Prior Art and its Problems Conventionally, flexible supports such as cables that supply energy to moving parts in machine tools, etc. have been constructed by alternately combining hollow inner frames and surrounding pieces between a fixed end and a moving end. Some cables are supported and guided by storing cables and the like inside a tube that can be bent within a certain range. This is made by arranging two inner frames having grooves of a constant width at equal intervals, and connecting them into a single frame by spanning over an enclosing piece having flanges at both ends that fit into the grooves.

The duct device described in Japanese Patent Application Laid-Open No. 57-120791 is similar to the above-mentioned one, and this duct device has a structure in which duct elements having a square tubular cross section are connected by pins.

In addition, wiring for things that move freely,
A method of accommodating cables and the like in bundles or bellows has been used.

However, the former flexible supports such as cables (including those of the above-mentioned Japanese Patent Application Laid-open No. 57-120791) can be bent horizontally (or vertically), but cannot be moved in any direction. I can't handle it. In other words, it can be used for moving objects that move in a straight line, but
There was a problem that it could not be applied to things that move freely, such as robots.

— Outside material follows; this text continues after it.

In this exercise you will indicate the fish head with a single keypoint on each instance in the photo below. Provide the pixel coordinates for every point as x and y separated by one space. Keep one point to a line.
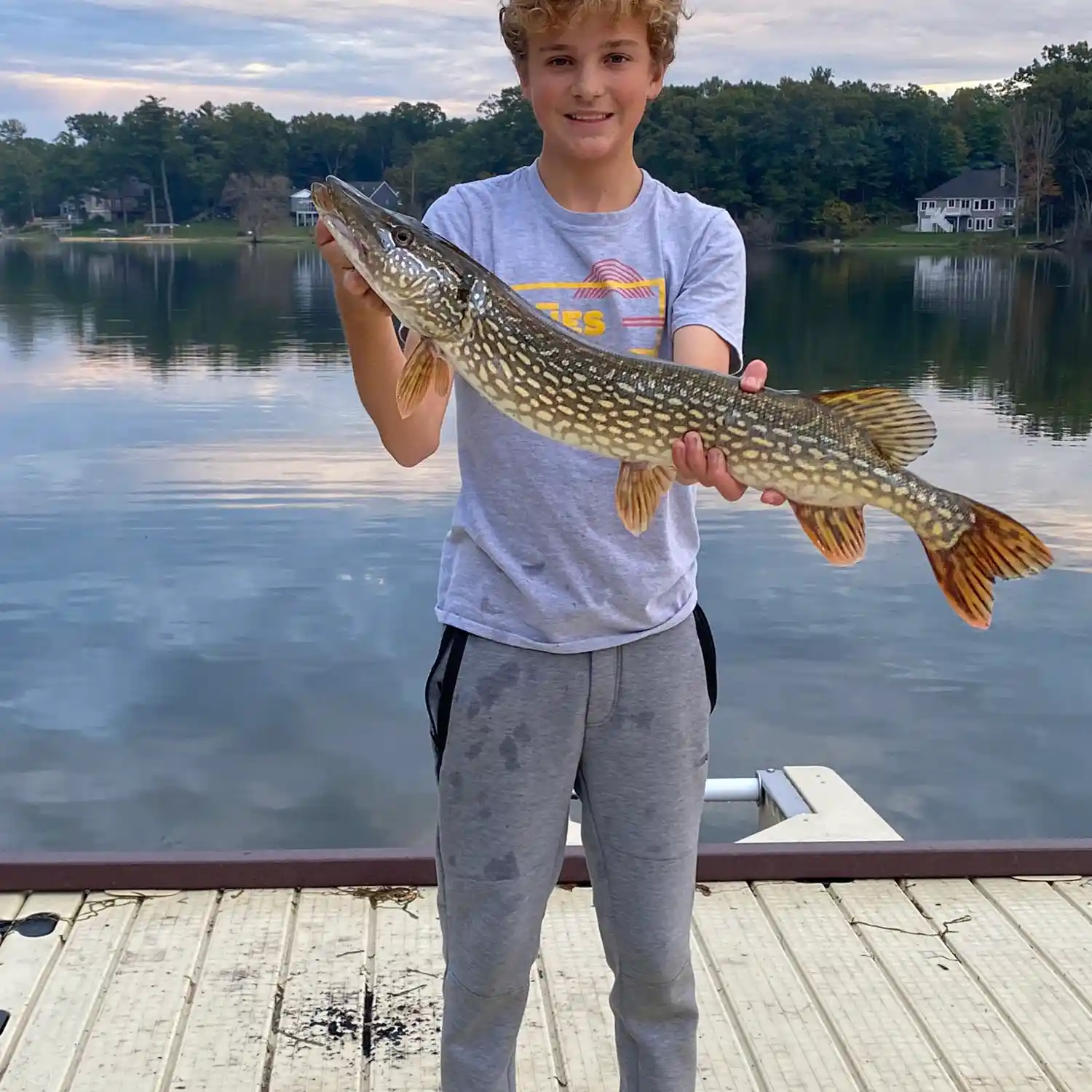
422 277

On the other hand, when looking at things that move in three dimensions, bundled wires have problems in terms of appearance, and it is difficult to protect the wires. In addition, the method using bellows has many problems, such as not being able to cut and connect, not having a fixed radius, and not having enough strength to support cables, etc.

As a means to solve this problem, the applicant has already proposed Japanese Patent Application No. 1983-75698 (Japanese Patent Application Publication No. 2-37518) and Japanese Patent Application No. 86983-1983 using spherical contact links.
(Japanese Patent Publication No. 1-51715).

However, in order to follow extremely diverse movements and stabilize the locus of movement of the support, it is necessary to have certain parts fixed (stationary, one-dimensional) and other parts flexible in only one direction with a fixed bending radius. (two-dimensional), and a flexible support that can be bent in any direction up to a certain radius is required in certain parts, but conventional supports have had the problem of not being able to adequately accommodate this.

Means and Effect for Solving the Problems The present invention provides, firstly, a flexible support such as a cable configured by engaging a concave spherical inner surface and a convex spherical outer surface of a link; One or more holes are provided, and a pin is press-fitted into one of the holes and loosely fitted into the other. In one embodiment, the pin is provided in a spacer inserted into a gap between adjacent links. Second, in a flexible support such as a cable constructed by engaging the concave spherical inner surface and the convex spherical outer surface of the links, a tongue piece is provided on the spacer inserted into the gap between adjacent links. This is engaged with a groove provided in the link.

By arranging the pins and spacers as described above, various movements such as fixed, two-dimensional, and no-back bending can be realized at any position. ,
It is also possible to prevent rotation of the link.

Embodiment The basic structure and operation of a flexible support to which the present invention is applied will be explained with reference to FIGS. It is constructed by continuously coupling stranded links 6. Both ends of the support body 5 are provided with a flanged fitting 7 having a convex spherical surface and a flanged fitting 8 having a concave spherical surface.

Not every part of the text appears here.